QTS to be replaced by ‘stronger’ accreditation

Qualified Teacher Status (QTS) will be replaced by a ‘stronger, more challenging accreditation’, according to a new Department for Education (DfE) white paper.

The ‘Educational Excellence Everywhere’ paper outlines that this stronger accreditation will be based on a teacher’s effectiveness in the classroom and judged by ‘great schools’, claiming that it will help to raise the quality and status of the teaching profession.

While full details of this new system have not been made clear, the decisions on whether to accredit a new teacher will be made by head teachers themselves, which the DfE says will ‘put the power in the hands of those who know best what makes a great teacher’.

The plans come alongside a renewed drive to increase school led initial teacher training (ITT) in response to ongoing recruitment issues.

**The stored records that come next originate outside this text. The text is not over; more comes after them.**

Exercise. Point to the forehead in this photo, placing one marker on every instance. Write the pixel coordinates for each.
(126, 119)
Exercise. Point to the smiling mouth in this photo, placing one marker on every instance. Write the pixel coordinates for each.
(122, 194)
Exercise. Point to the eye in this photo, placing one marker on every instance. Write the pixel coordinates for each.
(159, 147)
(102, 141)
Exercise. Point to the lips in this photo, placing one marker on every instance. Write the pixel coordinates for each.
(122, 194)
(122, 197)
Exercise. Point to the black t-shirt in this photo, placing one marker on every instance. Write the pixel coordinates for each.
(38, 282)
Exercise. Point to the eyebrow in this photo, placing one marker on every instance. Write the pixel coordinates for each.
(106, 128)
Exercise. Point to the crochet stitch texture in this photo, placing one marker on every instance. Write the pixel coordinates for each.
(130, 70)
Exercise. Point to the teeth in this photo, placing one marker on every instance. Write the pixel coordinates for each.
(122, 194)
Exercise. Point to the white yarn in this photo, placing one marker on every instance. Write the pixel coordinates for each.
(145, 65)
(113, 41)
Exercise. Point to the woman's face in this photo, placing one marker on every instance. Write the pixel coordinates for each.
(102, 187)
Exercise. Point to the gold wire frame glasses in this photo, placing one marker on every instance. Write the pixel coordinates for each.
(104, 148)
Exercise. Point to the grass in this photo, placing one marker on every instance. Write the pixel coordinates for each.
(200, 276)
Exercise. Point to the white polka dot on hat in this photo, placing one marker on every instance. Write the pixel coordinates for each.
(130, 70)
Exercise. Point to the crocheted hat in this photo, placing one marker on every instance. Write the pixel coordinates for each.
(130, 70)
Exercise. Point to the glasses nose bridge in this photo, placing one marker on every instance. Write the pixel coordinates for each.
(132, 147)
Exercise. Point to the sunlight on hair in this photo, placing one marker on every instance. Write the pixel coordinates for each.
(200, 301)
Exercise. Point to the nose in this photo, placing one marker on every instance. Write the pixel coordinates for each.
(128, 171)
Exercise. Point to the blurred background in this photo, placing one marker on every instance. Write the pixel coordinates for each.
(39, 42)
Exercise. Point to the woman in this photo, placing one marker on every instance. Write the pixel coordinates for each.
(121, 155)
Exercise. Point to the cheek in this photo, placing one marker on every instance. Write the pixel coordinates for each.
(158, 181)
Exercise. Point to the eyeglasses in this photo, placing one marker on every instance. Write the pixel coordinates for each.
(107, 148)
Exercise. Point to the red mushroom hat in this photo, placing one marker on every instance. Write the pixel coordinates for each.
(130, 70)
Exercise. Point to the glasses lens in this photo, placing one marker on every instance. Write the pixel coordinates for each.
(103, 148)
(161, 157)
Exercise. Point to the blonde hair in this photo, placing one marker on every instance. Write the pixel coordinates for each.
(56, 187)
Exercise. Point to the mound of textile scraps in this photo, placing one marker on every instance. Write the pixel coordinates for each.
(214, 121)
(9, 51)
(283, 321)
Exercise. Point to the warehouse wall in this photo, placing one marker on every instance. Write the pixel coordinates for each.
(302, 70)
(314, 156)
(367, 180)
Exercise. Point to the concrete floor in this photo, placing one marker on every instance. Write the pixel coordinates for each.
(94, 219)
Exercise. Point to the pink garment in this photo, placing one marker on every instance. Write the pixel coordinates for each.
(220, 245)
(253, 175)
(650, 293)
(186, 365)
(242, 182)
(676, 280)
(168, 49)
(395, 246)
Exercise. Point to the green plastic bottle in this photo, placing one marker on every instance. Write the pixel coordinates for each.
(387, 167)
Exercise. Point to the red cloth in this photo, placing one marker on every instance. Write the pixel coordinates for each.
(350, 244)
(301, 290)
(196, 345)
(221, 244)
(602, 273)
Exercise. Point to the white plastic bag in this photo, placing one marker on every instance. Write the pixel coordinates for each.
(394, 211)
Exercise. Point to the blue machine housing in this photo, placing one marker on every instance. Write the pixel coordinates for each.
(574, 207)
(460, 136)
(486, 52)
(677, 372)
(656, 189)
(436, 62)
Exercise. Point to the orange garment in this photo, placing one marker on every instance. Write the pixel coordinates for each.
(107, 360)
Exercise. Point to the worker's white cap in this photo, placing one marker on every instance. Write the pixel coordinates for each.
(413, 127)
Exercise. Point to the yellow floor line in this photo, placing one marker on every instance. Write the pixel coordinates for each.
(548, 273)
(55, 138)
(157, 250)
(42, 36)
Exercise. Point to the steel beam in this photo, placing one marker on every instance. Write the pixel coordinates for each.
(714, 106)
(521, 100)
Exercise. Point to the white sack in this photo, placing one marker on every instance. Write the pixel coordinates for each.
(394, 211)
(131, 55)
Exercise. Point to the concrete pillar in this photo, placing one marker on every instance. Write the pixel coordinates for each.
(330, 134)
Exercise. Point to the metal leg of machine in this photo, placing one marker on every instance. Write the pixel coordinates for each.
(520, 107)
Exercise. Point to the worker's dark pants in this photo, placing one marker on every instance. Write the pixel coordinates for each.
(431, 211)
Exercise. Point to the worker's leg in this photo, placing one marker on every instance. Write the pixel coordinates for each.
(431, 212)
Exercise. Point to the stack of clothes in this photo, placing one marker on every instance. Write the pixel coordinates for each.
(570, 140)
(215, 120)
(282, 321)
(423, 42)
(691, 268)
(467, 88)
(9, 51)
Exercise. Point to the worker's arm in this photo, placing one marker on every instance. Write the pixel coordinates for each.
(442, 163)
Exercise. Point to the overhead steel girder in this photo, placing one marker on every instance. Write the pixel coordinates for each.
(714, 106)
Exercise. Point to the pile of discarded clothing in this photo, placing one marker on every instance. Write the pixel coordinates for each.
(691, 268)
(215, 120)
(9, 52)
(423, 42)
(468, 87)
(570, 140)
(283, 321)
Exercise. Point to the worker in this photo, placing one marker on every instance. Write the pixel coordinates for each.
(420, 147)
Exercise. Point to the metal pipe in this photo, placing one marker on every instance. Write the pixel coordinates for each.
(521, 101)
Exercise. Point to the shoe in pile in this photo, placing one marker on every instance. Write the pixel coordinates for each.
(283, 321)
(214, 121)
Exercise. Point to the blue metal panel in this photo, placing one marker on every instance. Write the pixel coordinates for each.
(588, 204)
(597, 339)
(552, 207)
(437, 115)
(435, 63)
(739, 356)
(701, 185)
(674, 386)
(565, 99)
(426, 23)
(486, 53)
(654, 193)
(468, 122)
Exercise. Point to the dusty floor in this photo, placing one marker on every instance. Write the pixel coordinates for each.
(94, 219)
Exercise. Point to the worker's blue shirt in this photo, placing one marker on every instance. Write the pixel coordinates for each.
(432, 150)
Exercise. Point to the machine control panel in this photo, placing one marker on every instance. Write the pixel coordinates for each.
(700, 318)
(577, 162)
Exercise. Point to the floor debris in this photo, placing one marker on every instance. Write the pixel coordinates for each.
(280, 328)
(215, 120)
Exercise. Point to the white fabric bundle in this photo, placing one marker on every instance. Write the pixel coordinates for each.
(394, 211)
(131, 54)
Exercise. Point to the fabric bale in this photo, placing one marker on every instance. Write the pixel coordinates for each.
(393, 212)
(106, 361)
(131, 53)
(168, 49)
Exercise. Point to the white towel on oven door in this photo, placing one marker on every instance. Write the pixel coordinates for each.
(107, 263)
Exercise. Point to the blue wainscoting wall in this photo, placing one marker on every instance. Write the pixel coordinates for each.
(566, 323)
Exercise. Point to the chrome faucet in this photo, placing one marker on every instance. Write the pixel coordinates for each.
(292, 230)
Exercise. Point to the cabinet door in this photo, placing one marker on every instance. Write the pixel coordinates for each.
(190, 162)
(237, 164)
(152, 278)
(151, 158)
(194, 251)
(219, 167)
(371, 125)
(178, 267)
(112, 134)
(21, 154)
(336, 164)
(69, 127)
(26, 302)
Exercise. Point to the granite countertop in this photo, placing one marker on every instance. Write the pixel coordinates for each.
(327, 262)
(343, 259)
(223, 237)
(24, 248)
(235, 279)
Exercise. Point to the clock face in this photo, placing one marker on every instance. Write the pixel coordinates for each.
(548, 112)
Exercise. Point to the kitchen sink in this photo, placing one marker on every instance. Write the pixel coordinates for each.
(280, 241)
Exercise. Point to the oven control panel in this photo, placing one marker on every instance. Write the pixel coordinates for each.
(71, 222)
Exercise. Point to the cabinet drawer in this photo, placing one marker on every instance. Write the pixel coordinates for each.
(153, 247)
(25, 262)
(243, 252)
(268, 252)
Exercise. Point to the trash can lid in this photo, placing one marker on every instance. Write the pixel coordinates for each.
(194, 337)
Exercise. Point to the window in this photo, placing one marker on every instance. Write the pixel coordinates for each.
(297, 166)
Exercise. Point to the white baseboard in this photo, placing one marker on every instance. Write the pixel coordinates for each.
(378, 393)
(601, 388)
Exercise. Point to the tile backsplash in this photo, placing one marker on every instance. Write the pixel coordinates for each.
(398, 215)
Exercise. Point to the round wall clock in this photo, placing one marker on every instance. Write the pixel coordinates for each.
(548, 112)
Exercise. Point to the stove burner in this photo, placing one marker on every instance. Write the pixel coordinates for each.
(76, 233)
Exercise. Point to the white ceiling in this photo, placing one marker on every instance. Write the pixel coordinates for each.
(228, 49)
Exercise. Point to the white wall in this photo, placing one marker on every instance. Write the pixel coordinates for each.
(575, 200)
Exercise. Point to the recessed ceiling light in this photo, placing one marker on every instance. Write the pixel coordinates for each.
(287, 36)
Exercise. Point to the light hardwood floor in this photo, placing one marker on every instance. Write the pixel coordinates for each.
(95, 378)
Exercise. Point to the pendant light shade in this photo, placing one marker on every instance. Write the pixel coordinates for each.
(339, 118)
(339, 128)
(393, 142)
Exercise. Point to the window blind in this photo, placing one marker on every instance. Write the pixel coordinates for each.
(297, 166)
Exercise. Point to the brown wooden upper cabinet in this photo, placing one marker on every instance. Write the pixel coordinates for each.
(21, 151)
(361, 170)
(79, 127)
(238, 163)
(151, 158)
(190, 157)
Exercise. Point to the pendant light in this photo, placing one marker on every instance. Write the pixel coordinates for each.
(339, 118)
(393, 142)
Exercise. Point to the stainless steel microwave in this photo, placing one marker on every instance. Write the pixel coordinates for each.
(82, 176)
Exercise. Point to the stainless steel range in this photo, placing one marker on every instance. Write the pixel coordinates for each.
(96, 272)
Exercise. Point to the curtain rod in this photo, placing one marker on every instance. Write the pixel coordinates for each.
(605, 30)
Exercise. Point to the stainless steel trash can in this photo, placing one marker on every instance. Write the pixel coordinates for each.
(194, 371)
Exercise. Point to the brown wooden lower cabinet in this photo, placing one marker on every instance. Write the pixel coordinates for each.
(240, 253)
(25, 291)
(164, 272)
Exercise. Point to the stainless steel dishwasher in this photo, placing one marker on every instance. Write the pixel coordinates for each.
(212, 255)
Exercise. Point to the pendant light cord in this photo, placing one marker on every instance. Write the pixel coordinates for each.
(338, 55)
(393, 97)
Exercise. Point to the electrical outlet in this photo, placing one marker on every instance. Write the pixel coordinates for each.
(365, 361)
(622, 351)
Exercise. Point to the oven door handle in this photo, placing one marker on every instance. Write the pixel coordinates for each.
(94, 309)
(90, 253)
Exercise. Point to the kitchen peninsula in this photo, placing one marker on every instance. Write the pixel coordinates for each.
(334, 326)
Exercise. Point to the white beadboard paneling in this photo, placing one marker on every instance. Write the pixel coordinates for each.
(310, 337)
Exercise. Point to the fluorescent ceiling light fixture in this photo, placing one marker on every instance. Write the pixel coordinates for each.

The government has failed to meet teacher recruitment targets for four years in a row, and the paper promises that the DfE will ‘ensure that enough talented teachers are recruited, wherever they’re needed’.

It claims that an increasingly school led system will help to recruit enough great teachers in every part of the country, and also outlines plans to introduce a new quality control for ITT providers. The new criteria aims to give ‘greater certainty’ to the best providers, both school and university led, by allocating training places according to performance and giving allocations over several years.

Additionally, the paper also includes plans to create a new standard for teachers’ continuous professional development and will examine the feasibility of incentivising teaching schools to publish their research and CPD materials on an ‘open-source’ basis.